Y mientras están discutiendo, Brooks pasa entre las columnas y vuelve al mundo de los vivos.
—Mira.
—Mierda —dice Toe. Hace que la luz parpadee, pero ya es demasiado tarde, el coche patrulla ya está al otro lado. Quiere que lo sigamos, que vayamos a su caza toda la noche, que vayamos a casa con él, pero es pronto y comparado con Tim, Brooks es fácil.
—Deja que se vaya —dice Danielle.
Y tiene razón. Tenemos todo el día. Con Brooks es solo cuestión de tiempo. Porque es como Tim. (Te adoramos, Tim). Él nos recuerda. ¿O es más bien que no puede olvidarnos? Sea lo que sea. No es tanto una percepción extrasensorial, sino más bien que Brooks resulta muy predecible, él lo entiende, puede entender por qué Melissa tuvo que irse. Como nosotros, está atrapado. Incluso mientras conduce alejándose, sabe que volverá.
Hay un carrito de la compra vacío en medio del aparcamiento, justo bajo una farola. Kyle no sabe cómo se lo ha dejado. Todos los coches se han ido. Ya es casi la hora de volver a casa. En casa le espera un chocolate caliente. Espera que haya nubes. Se supone que su madre tenía que comprarlas, pero ¿y si se ha olvidado? (No se ha olvidado, las compró ayer, Sta-Pufs, sus favoritas, estuvo a punto de enseñarle a Kyle la nueva bolsa mientras la ponía aparte, porque es de lo único de lo que ha estado hablando todo el fin de semana. No se puede explicar. Imagina que te caes desde lo alto de un edificio de cinco pisos y que aterrizas sobre tu cara. Ahora imagina que no te mueres.
Tim es más fácil, simplemente, está loco.
—Tim controla —dice Toe— no te cebes con él.
Comienza la discusión de siempre, pero una mirada de Danielle y los dos nos callamos.)
Tim estaba cerrando el velcro de la cinta alrededor del asa del carro guía, para poder empujar el tren encajado entero por la puerta, cuando vio el carro perdido. Con Kyle, ya no se sorprende de nada. A veces se pone impaciente con él y luego, se odia a sí mismo. Es Kyle y punto, o ya no es Kyle en realidad, no el Kyle de verdad, o cualquiera. El mundo ya no es el mundo, aunque se supone que todo va bien.

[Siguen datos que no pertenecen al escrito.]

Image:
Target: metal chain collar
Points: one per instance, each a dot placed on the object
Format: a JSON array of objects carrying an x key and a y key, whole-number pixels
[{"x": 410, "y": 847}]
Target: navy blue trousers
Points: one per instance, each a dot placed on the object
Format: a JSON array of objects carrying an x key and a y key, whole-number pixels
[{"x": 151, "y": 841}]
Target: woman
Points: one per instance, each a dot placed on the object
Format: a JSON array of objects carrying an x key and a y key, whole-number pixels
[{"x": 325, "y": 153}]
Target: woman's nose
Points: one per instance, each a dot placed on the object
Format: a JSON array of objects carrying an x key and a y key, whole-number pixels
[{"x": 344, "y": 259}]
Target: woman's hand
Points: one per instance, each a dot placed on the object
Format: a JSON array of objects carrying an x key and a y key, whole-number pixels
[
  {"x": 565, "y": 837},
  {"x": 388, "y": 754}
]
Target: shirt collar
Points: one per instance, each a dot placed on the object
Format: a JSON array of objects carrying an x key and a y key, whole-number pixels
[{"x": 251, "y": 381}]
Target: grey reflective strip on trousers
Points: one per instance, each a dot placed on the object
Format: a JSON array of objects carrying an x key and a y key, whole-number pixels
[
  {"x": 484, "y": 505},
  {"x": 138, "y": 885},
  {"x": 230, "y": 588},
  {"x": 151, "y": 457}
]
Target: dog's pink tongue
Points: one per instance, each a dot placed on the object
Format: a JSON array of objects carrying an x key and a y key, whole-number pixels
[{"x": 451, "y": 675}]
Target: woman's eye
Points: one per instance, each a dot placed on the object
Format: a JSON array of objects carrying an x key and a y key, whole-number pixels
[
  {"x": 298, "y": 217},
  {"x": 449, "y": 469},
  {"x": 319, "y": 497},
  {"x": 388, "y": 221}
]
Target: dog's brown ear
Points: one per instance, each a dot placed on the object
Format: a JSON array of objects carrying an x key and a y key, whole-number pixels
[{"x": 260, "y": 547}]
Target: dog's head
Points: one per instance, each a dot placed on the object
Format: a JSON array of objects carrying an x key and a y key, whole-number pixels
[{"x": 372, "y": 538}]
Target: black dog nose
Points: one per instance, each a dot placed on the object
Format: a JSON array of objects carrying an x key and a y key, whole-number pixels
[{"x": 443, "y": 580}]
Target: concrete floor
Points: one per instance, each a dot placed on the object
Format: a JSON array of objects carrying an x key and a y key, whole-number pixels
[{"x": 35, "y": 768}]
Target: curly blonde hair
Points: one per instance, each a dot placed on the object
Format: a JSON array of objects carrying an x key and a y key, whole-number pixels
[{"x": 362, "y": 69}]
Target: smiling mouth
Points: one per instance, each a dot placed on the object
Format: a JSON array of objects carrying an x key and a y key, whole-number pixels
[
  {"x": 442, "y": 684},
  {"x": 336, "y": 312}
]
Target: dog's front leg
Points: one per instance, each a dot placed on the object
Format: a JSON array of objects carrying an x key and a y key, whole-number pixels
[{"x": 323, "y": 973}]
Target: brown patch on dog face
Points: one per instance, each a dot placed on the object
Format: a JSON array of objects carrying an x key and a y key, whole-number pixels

—Venga, chaval, no te pares ahora. Tenemos que «atraparlos» todos.
—Ok, Tim —responde Kyle y sonríe por la broma del Pokemon, la conexión inesperada y simpática, como conseguir hacer un puzle.
Hace puzles en rehabilitación. Hay una mesa en la que los hace con los demás chicos. Una vez una chica de su edad le tiró una pieza que hizo sangrar su nariz. Kyle no recuerda su nombre. El nombre de su madre es Nancy, Nancy Sorenson, 675-0257. (La hemos visitado alguna vez, parada bajo la farola de Country Club, absorta en sus pensamientos, se oía la radio como un murmullo en alguna parte, luego se apagó sin estridencias. Por la noche, escucha cómo chirrían los muelles; por la mañana, cuando lo mete en la furgoneta, le hace la cama, se queda de pie bajo la luz blanca de la ventana del sótano y piensa que no siempre podrá cuidar de él, con el tiempo, la destruirá. Tiene que hacerlo.)
—¡Eh, jefe!
—¿Qué?
Kyle mira a Tim, esperando con una cara como si hubiera hecho algo malo.
—¿Te olvidas de algo?
Solo cuando Tim apunta con el dedo, Kyle lo entiende. ¿Quién ha dejado el carro ahí?, ¿ha sido él? Hace cosas estúpidas como esa y luego no se acuerda. Se supone que tienen que recoger todos los carros antes de irse a casa.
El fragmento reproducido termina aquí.